PHP - - By Bruno Skvorc

Unlike in our “mainstream” paid course about exploring PHP, I like to explore the weird and forgotten areas of the language.

Recently, I ventured into a section of the PHP manual which lists extensions that are used to help with Human Language and Character Encoding. I had never looked at them as a whole – while dealing with gettext, for example, I always kind of landed directly on it and ignored the rest. Well, of those others, there’s one that caught my eye – especially in this day and age given the various controversies – the Gender extension.

Pink and green elephant symbolizing gender roles

This extension, in short, tries to guess the gender of first names. As its introduction says:

Gender PHP extension is a port of the gender.c program originally written by Joerg Michael. The main purpose is to find out the gender of firstnames. The current database contains >40000 firstnames from 54 countries.

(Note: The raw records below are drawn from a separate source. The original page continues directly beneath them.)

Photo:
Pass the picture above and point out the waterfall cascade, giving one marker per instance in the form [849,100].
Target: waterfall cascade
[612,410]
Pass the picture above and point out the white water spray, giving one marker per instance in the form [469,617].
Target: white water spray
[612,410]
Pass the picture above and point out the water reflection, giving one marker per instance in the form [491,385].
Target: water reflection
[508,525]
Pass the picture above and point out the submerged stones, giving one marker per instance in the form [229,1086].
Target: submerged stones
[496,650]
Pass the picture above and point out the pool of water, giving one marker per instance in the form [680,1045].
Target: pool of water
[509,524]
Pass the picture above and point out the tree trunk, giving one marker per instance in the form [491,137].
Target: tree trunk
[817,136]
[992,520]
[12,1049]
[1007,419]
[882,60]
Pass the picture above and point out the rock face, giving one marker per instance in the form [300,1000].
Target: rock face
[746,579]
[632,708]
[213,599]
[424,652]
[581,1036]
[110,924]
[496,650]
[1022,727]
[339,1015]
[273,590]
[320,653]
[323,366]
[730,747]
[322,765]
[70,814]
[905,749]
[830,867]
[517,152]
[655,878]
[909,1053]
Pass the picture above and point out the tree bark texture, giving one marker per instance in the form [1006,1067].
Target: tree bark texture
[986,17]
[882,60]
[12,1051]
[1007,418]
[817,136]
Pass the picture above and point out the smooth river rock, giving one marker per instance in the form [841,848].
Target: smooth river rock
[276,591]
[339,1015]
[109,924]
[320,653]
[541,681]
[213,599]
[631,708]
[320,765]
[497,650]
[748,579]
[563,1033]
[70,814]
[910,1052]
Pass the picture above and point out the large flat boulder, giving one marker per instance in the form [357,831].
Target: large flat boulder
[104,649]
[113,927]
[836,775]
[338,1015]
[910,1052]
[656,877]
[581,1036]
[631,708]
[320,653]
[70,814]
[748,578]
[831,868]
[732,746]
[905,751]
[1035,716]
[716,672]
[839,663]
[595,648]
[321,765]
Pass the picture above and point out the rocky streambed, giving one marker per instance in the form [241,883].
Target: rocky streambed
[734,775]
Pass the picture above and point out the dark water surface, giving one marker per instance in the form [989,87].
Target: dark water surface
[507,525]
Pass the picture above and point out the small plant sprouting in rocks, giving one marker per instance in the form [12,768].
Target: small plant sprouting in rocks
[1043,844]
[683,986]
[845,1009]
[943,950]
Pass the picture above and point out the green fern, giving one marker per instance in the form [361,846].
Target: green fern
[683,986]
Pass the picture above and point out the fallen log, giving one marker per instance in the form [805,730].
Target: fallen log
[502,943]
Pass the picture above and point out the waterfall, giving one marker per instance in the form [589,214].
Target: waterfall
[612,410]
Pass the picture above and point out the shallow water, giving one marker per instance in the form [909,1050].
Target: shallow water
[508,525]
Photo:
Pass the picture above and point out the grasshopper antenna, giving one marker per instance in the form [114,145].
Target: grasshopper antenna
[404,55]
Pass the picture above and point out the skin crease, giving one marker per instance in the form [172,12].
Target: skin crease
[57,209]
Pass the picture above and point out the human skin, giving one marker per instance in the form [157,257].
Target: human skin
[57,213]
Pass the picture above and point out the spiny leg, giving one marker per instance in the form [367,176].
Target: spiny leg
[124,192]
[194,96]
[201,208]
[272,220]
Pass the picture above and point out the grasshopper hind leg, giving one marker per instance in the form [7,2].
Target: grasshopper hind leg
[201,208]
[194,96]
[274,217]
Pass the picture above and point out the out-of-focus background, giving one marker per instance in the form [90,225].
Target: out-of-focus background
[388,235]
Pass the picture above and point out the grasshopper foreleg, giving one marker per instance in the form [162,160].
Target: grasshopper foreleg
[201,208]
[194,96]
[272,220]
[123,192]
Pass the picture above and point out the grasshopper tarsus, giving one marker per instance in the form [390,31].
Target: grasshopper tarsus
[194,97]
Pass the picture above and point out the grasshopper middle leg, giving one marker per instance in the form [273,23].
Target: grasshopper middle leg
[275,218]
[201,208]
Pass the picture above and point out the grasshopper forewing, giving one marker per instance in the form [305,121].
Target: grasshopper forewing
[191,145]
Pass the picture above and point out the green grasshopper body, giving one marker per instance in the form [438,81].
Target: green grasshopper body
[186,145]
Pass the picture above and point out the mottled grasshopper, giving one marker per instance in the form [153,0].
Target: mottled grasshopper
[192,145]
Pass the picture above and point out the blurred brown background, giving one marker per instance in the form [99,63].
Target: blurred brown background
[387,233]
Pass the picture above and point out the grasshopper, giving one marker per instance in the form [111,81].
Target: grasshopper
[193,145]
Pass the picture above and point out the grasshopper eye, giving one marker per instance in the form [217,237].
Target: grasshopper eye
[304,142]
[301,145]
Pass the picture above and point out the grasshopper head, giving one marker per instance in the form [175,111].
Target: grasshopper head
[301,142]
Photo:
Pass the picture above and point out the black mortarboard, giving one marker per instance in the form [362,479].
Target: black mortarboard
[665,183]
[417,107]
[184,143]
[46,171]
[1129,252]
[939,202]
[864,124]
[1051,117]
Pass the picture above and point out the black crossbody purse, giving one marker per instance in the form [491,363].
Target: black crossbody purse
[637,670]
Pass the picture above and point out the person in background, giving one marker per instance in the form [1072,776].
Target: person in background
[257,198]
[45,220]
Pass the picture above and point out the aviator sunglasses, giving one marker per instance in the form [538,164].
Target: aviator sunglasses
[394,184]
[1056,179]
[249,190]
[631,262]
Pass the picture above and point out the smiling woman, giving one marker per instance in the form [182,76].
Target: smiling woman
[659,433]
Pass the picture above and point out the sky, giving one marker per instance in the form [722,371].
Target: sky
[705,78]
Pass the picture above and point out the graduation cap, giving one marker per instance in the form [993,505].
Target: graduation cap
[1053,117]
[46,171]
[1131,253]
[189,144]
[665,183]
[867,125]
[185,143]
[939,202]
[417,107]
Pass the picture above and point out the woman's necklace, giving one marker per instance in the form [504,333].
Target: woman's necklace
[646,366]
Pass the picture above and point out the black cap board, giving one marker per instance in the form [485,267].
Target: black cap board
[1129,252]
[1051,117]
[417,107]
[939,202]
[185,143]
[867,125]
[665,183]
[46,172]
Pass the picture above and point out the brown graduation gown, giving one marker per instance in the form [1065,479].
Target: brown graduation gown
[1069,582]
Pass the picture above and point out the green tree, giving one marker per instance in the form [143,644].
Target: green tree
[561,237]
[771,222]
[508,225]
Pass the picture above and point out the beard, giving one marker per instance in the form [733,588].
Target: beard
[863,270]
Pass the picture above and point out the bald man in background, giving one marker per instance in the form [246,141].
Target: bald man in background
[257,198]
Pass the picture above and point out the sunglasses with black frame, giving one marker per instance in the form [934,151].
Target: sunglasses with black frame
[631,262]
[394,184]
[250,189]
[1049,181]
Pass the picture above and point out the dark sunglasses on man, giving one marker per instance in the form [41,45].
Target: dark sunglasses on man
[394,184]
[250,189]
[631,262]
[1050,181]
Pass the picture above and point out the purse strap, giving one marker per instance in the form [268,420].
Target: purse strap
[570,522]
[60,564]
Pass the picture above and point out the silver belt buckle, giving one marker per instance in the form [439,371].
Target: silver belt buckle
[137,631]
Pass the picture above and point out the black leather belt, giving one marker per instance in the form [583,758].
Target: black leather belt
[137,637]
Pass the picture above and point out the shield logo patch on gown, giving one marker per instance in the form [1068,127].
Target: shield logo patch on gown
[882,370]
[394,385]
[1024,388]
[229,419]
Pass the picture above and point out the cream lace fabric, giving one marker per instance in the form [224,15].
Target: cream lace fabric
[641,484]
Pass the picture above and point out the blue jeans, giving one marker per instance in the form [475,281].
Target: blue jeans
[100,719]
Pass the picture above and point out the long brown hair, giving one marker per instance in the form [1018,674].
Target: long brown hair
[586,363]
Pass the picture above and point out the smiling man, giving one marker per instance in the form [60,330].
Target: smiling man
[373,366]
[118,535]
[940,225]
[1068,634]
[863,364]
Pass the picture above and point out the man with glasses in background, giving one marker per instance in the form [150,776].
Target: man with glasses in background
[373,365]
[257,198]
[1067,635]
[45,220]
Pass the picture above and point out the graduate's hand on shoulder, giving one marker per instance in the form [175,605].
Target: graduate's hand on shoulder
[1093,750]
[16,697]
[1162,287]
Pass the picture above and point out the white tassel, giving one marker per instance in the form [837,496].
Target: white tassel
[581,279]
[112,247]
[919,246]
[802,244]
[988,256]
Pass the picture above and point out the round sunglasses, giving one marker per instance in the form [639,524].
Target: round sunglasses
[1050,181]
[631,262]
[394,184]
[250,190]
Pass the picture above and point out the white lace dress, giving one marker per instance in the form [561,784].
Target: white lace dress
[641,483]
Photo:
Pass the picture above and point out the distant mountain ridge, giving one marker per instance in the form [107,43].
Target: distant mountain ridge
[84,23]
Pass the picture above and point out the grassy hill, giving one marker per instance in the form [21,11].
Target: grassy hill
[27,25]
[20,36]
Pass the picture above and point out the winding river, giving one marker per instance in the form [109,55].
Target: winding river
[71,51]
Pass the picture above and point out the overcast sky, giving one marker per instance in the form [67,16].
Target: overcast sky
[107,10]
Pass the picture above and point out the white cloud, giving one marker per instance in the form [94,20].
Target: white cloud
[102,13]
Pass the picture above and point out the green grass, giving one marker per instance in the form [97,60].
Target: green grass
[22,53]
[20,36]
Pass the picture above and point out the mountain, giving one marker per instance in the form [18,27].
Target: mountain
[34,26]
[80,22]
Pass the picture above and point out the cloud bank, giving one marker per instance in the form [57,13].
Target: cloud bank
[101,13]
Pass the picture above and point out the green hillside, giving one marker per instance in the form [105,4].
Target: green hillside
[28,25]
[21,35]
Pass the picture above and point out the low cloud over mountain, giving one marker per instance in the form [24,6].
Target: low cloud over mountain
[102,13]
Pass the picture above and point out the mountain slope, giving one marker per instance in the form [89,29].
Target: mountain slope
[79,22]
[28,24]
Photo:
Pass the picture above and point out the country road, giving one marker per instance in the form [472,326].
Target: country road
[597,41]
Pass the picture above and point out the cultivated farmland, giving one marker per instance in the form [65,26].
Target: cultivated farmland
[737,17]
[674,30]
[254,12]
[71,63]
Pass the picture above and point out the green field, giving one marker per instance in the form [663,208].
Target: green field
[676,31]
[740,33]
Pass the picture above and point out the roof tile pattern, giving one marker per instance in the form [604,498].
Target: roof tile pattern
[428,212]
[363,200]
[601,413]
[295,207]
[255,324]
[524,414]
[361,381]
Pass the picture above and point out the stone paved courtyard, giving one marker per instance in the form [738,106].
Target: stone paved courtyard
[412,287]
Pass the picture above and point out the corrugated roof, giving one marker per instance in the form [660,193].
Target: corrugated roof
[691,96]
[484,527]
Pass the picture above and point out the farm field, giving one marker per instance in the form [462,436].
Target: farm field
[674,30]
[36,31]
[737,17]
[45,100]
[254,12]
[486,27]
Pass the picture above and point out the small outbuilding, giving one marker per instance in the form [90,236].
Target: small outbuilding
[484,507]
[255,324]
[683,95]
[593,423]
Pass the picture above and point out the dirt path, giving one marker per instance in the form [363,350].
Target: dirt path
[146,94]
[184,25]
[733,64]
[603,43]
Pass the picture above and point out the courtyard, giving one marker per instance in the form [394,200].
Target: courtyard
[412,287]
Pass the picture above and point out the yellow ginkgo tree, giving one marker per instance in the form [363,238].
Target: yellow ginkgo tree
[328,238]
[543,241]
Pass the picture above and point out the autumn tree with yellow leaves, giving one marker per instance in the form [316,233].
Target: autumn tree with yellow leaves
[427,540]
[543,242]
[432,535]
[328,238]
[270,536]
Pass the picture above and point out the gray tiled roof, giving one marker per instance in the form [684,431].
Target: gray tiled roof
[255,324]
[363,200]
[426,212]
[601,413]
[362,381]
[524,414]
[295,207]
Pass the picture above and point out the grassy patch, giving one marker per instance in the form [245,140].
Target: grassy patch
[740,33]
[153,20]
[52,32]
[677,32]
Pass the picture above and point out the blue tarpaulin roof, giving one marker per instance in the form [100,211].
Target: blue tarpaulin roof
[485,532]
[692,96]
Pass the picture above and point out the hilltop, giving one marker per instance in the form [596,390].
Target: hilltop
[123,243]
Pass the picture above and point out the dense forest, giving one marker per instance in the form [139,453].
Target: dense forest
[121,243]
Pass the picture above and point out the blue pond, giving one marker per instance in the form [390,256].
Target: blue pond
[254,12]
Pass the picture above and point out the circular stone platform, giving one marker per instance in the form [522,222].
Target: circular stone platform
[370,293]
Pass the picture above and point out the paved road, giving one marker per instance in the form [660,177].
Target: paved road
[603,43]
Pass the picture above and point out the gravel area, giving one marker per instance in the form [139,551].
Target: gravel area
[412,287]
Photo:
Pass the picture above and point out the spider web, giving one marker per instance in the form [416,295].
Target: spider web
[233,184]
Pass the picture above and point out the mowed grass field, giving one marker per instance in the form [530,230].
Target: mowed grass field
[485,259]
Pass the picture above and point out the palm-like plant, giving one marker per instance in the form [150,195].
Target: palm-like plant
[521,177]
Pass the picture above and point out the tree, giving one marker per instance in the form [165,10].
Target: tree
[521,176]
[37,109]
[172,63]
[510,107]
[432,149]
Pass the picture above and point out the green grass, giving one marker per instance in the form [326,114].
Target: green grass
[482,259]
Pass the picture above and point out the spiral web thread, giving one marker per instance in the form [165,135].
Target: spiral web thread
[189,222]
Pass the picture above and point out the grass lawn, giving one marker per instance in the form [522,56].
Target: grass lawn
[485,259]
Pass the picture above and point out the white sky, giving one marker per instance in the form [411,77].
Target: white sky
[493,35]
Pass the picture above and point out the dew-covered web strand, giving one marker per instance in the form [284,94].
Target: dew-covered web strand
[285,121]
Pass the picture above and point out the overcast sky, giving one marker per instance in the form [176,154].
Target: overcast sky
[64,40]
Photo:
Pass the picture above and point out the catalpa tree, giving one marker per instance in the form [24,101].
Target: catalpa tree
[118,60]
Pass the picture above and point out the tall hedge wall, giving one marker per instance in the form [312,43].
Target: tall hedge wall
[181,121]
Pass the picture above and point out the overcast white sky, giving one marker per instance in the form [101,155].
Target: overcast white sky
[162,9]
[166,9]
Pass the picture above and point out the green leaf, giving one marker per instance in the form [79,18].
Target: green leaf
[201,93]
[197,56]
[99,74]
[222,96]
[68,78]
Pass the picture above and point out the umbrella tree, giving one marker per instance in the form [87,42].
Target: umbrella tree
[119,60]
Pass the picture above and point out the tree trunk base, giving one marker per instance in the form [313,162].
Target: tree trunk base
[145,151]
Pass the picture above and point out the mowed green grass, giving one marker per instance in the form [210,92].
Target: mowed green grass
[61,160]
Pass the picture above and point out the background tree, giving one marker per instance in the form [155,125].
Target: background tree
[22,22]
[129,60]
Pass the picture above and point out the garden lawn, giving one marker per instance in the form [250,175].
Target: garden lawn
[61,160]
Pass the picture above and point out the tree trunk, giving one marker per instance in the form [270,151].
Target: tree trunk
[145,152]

This is interesting beyond the fact that the author is kinda called George Michael. In fact, there are many aspects of this extension that are quite baffling.

While its last stable release was in 2015, the extension uses namespaces which clearly indicates that it’s not some kind of long lost remnant of the past – a relatively recent effort was made to make it conform to modern coding standards. Even the example code uses namespaces:

<?php

namespace Gender;

$gender = new Gender;

$name = "Milene";
$country = Gender::FRANCE;

$result = $gender->get($name, $country);
$data = $gender->country($country);

switch($result) {
    case Gender::IS_FEMALE:
        printf("The name %s is female in %s\n", $name, $data['country']);
    break;

    case Gender::IS_MOSTLY_FEMALE:
        printf("The name %s is mostly female in %s\n", $name, $data['country']);
    break;

    case Gender::IS_MALE:
        printf("The name %s is male in %s\n", $name, $data['country']);
    break;

    case Gender::IS_MOSTLY_MALE:
        printf("The name %s is mostly male in %s\n", $name, $data['country']);
    break;

    case Gender::IS_UNISEX_NAME:
        printf("The name %s is unisex in %s\n", $name, $data['country']);
    break;

    case Gender::IS_A_COUPLE:
        printf("The name %s is both male and female in %s\n", $name, $data['country']);
    break;

    case Gender::NAME_NOT_FOUND:
        printf("The name %s was not found for %s\n", $name, $data['country']);
    break;

    case Gender::ERROR_IN_NAME:
        echo "There is an error in the given name!\n";
    break;

    default:
        echo "An error occurred!\n";
    break;

}

While we have this code here, let’s take a look at it.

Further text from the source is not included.